0

I'm learning software prefetch instructions.
I want to add fence instructions to serialize prefetch instructions. But the meaning in the manual seems to be that prefetch is not affected by fence.

But it states that CPUID is the way to go. But I have been using CPUID to read processor information, how to use CPUID to serialize prefetch instructions?

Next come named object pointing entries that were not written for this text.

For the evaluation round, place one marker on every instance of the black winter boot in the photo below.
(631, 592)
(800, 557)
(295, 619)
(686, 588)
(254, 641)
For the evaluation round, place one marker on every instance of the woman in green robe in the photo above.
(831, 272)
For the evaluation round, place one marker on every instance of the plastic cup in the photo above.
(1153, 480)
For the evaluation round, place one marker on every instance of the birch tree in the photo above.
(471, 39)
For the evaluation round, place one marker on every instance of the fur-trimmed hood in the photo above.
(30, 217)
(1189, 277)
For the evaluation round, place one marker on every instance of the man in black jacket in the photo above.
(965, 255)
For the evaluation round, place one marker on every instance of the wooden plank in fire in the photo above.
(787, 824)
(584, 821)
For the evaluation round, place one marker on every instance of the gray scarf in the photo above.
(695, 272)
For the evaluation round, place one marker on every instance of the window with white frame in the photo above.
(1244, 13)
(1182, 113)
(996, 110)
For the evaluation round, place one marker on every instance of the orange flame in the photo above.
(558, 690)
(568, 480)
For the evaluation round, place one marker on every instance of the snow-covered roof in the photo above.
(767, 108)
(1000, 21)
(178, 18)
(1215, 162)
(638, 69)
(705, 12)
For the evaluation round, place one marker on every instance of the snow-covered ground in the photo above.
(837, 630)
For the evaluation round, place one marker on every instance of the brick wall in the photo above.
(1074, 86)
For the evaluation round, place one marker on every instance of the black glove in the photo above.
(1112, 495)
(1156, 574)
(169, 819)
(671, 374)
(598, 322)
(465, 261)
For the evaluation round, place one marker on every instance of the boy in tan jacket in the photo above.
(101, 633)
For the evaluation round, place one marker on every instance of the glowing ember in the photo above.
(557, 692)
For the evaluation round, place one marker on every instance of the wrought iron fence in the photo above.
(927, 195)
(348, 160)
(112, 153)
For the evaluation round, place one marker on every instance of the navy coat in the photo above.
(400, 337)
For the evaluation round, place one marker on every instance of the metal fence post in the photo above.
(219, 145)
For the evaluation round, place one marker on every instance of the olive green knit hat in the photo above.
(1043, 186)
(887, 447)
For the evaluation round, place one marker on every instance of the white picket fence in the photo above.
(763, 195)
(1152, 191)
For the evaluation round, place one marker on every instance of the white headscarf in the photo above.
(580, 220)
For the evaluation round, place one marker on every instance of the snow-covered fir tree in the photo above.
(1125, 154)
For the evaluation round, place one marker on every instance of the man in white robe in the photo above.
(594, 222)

A PREFETCHWT1 instruction is considered a hint to this speculative behavior. Because this speculative fetching can occur at any time and is not tied to instruction execution, a PREFETCHWT1 instruction is not ordered with respect to the fence instructions (MFENCE, SFENCE, and LFENCE) or locked memory references. A PREFETCHWT1 instruc- tion is also unordered with respect to CLFLUSH and CLFLUSHOPT instructions, other PREFETCHWT1 instructions, or any other general instruction. It is ordered with respect to serializing instructions such as CPUID, WRMSR, OUT, and MOV CR.

A comment on a previous question mentions: How to use CPUID as a serializing instruction?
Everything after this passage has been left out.